|Bee pollen consists of plant pollens collected by worker bees combined with plant nectar and bee saliva. Pollen is the male seed of
flowers required for fertilization of a plant. Pollen is produced in the microsporangium (anther of an angiosperm flower or male cone of a coniferous plant). Each pollen grain contains one or two generative cells (the male gametes) and a vegetative cell. The group of three cells is surrounded by a cellulose cell wall and a thick, tough outer wall made of sporopollenin. There are two kinds of pollen. One is carried by the wind (anemophile), while the other (entomophile) must attach itself to insects coming into the flower. The entomophile pollen is heavier and different altogether from the other kind. Plants that produce this type of pollen are dependent on bees for their survival. These pollens are never airborne and are not responsible for seasonal allergies.

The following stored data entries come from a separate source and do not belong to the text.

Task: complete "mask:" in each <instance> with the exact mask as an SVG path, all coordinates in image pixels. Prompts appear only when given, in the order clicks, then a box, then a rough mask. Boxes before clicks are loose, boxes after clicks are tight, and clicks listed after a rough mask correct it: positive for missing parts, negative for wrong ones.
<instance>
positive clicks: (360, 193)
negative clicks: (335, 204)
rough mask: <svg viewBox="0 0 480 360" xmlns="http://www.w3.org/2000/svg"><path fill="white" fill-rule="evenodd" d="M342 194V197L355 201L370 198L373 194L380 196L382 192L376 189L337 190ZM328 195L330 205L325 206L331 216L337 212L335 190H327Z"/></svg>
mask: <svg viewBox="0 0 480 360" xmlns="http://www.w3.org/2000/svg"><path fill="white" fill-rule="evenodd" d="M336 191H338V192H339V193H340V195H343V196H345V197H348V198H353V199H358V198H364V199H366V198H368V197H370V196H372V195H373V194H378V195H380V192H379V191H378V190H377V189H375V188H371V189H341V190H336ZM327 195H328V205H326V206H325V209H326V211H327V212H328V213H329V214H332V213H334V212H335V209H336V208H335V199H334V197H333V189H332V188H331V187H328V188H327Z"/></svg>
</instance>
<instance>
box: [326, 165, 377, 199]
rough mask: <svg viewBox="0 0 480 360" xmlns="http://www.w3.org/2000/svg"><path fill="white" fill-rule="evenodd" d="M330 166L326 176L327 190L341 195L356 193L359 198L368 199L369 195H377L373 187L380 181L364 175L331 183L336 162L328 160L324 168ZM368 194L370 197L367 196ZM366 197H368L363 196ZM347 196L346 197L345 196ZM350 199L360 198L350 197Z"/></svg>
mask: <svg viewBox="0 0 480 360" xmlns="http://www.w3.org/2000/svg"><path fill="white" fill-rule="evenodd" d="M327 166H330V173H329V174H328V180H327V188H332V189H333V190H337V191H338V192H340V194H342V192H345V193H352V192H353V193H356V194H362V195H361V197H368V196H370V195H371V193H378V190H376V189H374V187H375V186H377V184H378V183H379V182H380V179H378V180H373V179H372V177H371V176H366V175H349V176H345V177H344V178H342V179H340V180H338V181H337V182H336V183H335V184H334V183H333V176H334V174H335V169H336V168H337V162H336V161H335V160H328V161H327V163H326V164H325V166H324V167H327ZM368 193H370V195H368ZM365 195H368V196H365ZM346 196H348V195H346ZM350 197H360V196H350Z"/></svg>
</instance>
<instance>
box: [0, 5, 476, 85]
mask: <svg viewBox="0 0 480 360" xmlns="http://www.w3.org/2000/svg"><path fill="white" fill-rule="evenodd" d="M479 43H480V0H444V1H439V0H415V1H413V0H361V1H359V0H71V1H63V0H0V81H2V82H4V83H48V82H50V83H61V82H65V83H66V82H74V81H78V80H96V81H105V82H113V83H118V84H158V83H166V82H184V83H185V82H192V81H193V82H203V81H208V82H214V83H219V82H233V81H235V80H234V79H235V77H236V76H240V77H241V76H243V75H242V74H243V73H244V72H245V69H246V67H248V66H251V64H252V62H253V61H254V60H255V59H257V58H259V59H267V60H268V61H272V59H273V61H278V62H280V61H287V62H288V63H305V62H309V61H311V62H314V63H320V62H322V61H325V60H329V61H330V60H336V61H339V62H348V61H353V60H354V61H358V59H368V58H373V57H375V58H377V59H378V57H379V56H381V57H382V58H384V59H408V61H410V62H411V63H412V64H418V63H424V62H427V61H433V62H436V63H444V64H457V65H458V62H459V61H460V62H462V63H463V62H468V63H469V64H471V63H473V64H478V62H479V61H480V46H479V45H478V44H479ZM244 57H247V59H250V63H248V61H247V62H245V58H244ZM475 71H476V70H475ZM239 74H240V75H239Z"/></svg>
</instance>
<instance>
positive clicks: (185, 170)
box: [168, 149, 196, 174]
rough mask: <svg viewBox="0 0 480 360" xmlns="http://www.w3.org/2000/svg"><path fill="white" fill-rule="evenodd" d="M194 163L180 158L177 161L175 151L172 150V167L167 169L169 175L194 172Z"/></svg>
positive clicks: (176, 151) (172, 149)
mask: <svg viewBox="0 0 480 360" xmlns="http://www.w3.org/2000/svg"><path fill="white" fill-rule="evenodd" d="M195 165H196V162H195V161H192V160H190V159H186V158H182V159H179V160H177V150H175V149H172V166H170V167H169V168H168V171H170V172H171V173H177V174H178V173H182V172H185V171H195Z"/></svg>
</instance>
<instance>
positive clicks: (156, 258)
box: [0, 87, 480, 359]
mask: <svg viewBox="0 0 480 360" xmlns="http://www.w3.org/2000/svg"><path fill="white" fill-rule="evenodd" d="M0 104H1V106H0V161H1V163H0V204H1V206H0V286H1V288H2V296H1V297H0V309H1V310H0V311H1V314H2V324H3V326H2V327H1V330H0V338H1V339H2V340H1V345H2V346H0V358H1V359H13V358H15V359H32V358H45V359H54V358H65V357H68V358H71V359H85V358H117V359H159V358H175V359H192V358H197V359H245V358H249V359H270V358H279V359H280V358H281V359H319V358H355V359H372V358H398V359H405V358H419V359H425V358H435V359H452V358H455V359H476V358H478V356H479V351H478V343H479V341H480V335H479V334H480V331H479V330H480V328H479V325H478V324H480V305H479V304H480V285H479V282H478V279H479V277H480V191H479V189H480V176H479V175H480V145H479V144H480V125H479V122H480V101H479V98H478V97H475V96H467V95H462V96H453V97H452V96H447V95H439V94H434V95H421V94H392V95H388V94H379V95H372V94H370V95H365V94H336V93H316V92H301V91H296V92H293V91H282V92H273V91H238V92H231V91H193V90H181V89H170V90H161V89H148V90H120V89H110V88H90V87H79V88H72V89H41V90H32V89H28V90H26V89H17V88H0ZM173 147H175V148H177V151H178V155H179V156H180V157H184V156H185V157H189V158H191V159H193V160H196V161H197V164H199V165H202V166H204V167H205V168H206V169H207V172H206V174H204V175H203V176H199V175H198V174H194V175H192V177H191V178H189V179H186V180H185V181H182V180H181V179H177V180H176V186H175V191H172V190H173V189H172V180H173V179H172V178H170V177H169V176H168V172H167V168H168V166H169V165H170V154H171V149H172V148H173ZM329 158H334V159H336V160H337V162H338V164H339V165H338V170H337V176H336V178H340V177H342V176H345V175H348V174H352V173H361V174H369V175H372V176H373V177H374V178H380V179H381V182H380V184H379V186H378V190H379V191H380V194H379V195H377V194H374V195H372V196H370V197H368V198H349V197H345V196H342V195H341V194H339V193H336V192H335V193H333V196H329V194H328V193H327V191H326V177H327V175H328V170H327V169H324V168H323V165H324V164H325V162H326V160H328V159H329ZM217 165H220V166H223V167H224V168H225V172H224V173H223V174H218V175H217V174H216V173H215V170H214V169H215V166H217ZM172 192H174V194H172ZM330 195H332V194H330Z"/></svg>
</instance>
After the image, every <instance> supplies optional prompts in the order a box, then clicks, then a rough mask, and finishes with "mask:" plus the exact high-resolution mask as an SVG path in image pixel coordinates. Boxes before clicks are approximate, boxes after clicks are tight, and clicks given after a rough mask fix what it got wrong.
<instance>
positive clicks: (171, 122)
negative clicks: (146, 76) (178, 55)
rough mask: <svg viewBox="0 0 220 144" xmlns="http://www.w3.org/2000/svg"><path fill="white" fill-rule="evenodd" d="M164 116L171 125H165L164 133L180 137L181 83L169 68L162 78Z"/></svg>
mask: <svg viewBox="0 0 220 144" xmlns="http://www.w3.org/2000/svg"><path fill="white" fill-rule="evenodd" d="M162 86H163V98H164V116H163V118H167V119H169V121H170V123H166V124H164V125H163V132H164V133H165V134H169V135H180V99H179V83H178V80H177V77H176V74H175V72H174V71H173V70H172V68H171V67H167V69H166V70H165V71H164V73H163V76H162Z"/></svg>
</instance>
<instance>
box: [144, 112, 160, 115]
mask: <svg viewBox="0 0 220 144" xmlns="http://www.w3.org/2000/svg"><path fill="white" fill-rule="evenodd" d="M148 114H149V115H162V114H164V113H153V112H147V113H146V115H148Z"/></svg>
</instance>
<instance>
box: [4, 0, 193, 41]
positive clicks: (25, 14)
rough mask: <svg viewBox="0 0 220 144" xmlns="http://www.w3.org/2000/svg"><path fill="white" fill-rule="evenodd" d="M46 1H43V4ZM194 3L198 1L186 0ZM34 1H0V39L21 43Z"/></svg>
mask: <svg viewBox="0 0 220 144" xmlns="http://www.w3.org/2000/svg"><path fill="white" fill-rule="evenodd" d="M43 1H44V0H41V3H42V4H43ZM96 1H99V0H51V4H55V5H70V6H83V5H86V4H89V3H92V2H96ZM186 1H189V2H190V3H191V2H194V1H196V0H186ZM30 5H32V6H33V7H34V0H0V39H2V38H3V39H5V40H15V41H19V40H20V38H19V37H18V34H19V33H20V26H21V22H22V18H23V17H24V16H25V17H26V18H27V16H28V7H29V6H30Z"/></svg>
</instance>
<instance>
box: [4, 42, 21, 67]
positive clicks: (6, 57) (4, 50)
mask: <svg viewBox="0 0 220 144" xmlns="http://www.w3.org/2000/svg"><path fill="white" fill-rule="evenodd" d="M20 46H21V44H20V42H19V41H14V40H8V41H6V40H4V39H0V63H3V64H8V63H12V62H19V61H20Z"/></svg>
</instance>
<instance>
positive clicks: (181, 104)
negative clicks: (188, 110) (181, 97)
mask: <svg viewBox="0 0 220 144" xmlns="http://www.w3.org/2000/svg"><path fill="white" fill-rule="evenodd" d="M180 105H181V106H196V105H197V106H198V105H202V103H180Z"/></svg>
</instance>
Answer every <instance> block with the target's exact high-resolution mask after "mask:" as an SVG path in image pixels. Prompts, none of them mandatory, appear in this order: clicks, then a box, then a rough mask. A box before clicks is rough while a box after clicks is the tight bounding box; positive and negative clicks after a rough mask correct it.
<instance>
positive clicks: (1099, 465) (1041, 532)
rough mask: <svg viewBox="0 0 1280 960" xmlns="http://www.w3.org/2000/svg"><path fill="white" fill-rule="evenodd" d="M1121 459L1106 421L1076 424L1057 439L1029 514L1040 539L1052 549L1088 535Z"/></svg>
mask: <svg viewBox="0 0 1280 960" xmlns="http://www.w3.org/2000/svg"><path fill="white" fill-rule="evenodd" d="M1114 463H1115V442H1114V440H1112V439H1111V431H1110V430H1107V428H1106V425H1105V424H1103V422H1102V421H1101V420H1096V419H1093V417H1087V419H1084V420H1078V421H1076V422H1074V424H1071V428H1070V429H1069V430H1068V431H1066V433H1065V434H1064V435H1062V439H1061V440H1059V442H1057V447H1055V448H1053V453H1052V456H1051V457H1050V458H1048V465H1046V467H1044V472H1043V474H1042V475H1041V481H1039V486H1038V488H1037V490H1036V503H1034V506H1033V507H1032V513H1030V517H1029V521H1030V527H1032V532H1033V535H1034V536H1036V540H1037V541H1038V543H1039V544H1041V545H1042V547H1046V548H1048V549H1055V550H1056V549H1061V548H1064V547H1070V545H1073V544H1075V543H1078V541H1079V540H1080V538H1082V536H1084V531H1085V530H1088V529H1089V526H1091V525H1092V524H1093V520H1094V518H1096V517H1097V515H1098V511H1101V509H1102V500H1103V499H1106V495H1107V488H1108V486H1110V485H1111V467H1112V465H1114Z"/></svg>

Honeybee pollen is rich in vitamins, proteins, enzymes and coenzymes, fatty acids, and carbohydrates that our bodies need. Bee pollen contains basic elements needed by the human body, including essential amino acids with 25% protein, 16 different vitamins, 11 enzymes, 14 fatty acids, 28 minerals and 11 different carbohydrates. It contains very small amounts of many substances considered to be antioxidants, including beta carotene, vitamins C and E, lycopene, selenium, and flavonoids. Bee pollen is excellent for increasing strength, endurance, and energy. It helps to speed recovery after rigorous exercising and other forms of physical stress and maintain vigorous good health. Bee pollen may strengthen the immune system through its antioxidant properties. It helps muscles recover more quickly from exercise and to increase mental stamina.